作者:松脆酪酪薯
在吧台前落座,申贤硕的大提琴包多占了一个位置。
“要一份烧鸟套餐,和一杯朝日啤酒,”诸伏景光先点了餐,只是,他迟疑了片刻,又问了店长一嘴,“店里面有洋酒吗?”
“有的。”
“威士忌呢?”
“有波本、黑麦以及苏格兰威士忌!”店员小哥道,“客人需要吗?我推荐黑麦哦!”
“那就,再来一瓶苏格兰。”
等到他点完了酒,申贤硕才合上了菜单。他点了一份沙拉和刺身,随后点了杯没什么特别的生啤。老板盯着他的脸许久,过了会,多送了他们两个人一份唐扬炸鸡。
“好久不见。”
杯子相碰的时候,诸伏景光试探道。
“嗯。”申贤硕没有什么反应,因为他记忆里,上次见苏格兰威士忌还是在这个男人死之前,“确实是好久不见了,绿川。”
“……”
诸伏景光沉默了许久,这才开口,他本想喊“申司”,却又因为对面的态度,停住了,只得改口:
“我现在还不是绿川,你可以喊我的真名的,申、……申先生。”
申贤硕喝了口生啤,相较于其他菜品,餐位费附赠的小菜率先上来。他伸筷子夹了些,尝了尝,在确定小菜品质不错后,这才愿意搭理这个与他关系浅薄的男人。

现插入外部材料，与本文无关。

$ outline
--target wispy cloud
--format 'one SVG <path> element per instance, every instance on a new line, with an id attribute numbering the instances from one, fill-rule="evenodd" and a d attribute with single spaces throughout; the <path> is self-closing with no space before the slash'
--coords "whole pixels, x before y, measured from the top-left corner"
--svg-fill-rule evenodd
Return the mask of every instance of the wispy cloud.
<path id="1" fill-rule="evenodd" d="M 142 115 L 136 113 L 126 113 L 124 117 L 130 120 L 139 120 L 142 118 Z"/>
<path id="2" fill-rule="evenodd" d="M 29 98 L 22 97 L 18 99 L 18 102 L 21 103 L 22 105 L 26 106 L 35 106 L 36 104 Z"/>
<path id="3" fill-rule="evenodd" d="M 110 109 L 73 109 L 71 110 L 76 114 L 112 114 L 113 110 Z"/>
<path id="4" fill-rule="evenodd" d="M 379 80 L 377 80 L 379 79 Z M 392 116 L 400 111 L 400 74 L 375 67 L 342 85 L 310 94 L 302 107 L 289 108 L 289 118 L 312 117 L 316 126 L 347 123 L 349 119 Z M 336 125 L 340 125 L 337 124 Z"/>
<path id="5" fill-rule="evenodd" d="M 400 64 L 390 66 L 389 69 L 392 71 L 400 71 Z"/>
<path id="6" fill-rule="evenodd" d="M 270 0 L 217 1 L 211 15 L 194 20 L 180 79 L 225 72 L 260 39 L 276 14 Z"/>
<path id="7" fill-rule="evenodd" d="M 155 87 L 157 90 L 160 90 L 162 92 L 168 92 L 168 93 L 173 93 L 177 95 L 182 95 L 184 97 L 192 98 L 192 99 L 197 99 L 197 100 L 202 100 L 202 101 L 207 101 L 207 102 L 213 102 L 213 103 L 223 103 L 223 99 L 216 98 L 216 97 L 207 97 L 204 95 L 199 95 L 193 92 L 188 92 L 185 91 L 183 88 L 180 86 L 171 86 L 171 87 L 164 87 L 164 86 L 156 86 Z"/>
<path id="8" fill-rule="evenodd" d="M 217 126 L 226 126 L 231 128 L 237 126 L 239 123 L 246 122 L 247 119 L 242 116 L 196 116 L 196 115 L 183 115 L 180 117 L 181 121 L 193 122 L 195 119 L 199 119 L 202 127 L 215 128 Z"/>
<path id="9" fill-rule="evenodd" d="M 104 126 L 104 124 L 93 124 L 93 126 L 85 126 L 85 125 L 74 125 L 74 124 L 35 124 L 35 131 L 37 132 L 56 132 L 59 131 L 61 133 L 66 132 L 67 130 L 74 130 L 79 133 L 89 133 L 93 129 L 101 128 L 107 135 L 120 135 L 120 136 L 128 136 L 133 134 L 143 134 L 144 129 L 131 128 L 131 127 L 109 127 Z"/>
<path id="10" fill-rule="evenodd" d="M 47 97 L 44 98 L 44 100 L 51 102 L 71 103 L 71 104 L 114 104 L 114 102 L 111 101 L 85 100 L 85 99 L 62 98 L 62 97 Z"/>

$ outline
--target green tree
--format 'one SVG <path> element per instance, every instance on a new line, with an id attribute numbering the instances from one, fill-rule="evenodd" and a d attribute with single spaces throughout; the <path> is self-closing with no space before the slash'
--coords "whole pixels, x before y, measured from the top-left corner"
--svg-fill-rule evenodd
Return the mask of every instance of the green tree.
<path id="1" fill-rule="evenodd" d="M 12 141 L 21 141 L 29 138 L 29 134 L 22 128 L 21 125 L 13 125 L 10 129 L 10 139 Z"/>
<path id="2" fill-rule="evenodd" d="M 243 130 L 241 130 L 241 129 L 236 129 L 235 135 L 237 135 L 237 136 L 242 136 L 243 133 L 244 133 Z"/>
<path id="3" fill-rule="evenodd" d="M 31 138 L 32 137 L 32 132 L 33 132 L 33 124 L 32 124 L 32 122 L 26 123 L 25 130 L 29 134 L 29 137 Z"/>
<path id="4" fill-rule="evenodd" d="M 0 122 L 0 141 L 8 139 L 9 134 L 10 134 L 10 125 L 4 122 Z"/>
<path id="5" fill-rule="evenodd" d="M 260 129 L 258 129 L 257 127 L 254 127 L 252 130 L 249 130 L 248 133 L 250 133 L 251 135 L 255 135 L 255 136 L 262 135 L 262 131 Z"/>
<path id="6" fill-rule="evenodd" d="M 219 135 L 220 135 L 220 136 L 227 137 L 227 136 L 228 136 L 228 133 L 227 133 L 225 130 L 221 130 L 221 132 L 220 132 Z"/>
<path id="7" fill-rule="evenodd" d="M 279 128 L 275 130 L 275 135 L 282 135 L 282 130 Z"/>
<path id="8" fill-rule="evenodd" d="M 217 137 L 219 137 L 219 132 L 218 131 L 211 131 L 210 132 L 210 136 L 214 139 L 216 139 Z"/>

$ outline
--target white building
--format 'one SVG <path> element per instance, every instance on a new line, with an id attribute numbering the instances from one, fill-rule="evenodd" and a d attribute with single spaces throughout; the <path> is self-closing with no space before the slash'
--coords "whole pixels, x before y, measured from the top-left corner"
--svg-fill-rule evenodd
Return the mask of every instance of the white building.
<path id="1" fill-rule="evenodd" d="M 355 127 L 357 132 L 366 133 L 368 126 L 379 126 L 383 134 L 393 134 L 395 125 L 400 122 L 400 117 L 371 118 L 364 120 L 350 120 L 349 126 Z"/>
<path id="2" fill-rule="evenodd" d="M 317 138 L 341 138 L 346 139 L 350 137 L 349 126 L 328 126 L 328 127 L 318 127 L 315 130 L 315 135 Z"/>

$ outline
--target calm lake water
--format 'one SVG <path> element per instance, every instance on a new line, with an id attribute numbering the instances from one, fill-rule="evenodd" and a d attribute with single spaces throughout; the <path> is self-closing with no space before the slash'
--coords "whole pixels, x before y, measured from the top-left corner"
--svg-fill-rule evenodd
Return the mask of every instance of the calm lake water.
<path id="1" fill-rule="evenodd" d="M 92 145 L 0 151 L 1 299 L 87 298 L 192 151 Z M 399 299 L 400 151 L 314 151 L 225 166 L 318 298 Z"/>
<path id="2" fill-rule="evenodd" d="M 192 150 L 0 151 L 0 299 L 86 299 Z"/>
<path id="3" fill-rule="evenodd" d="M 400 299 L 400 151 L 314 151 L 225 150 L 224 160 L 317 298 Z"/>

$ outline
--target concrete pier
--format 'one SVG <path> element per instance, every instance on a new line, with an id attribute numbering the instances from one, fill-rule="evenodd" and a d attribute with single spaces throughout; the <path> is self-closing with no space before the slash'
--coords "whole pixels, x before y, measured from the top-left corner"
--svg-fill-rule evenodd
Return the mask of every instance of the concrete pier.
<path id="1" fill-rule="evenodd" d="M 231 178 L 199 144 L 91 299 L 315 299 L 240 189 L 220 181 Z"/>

“没那个必要,”棕发的男人道,他的红色眼睛还是那样的澄澈透亮,犹如鸽血红宝石,“你可以认为,我和他不是同一个人。”
“……真的吗?”
不知为何,他的内心像是有一块巨石落了地。
其实从最开始看见的时候,就已经感觉到了不对劲。申司一直以来都是淡淡的,像是什么感情都没有。松田有分享过申司在家里练琴的视频,里面的乐声也是如此,毫无情感、只剩下技巧。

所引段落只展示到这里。